Cue Game of Thrones theme, with rotating rings detailing the history of Westeros surrounding a clockwork star. The continent of Westeros is shown, with small trees spinning up out of the woodwork, along with mountains, rivers, and other automated sculptures. In the midst of all of these, a small tavern rises up in the midst of the neighborhood of King's Landing known as Flea Bottom, before the title "GAME OF THRONES" is revealed as the theme reaches it's crescendo.
Inside the tavern, a filthy man scratches his back with a barbed stick. "So, I killed like, so many rats earlier! You wouldn't believe how many rats we have down there in the cellar where we keep all the food and the beer in open barrels. It's amazing, never have I seen so many rats!" The man gave an enthusiastic smile to the bartender, a serious - if somewhat cold looking man. A disgusted patron slowly stood up and walked out of the pub.
"Charlie, you can't keep talking about rats when we have customers like- Right there." The bartender motioned off to the leaving customer. The bar was mostly empty now, save for a drunken balding man sleeping at a back table, a drumstick in one hand and upturned flagon in the other. "It's bad for business. I mean, you can't keep saying - Listen, just don't talk about the rats. There are no rats, okay?"
"But.. " Charlie rested his barbed stick on the tavern's bartop, a smashed rat impaled on one of the spikes. He immediately began scratching under his sack-cloth tunic. "There are rats. They're all over the damned place, and they keep biting me and biting me. Why do I have to do this? Why is this my job?" He picked up the stick and once again began to scratch his back, to some relief. The bartender sighed and rolled his eyes, calling for doorman.

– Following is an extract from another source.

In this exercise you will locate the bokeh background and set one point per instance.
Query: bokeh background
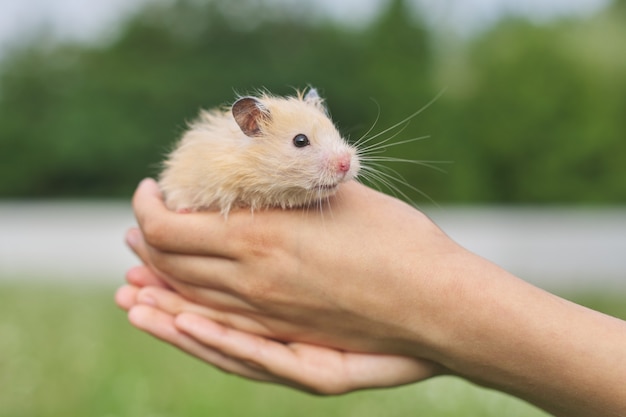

"MAC! Come tell Charlie why rat duty is- .. Why he has to do rat duty."
A portly man in cheap leather armor (with chain sleeves) wandered in from the door, a rusted sword sheathed at his back, three daggers to his belt, an iron cestus on his right fist and crude metal stars dotting the sleeves of his shirts. "Okay. Charlie. You're the rat guy, I'm the security specialist. Dennis is the barman, and Dee- Dee-"
A woman in what was once a pretty dress stands in a filthy intersection. "The finest beer in all the land, the most delicious of meat! You'll find all this and more in Podrick's Pub, down the -" A thief runs up to her and snatches away her coinpurse. The woman screams and shouts in an unladylike manner, only to trip and fall in the muddy ground.
"Dee is the advertising. We have a system, Charlie, and when you work against it, you're working against the collective. Does that work?" Mac raised a brow, thinking on what more weapons he could obtain - legally or illegally - to make his security loadout more effective.
"But ... why do I have to do the rat duty?"
"Now now, there's no need for those kinds of questions. Are you just going to let those rats get away with whatever they've been doing? Having sex in our bread baskets, dying in the beer barrels too drunk to swim?"
"n- No! Seven hells, no!" Charlie responds, rallying his stick.
"That's the spirit. I knew you were a team player!"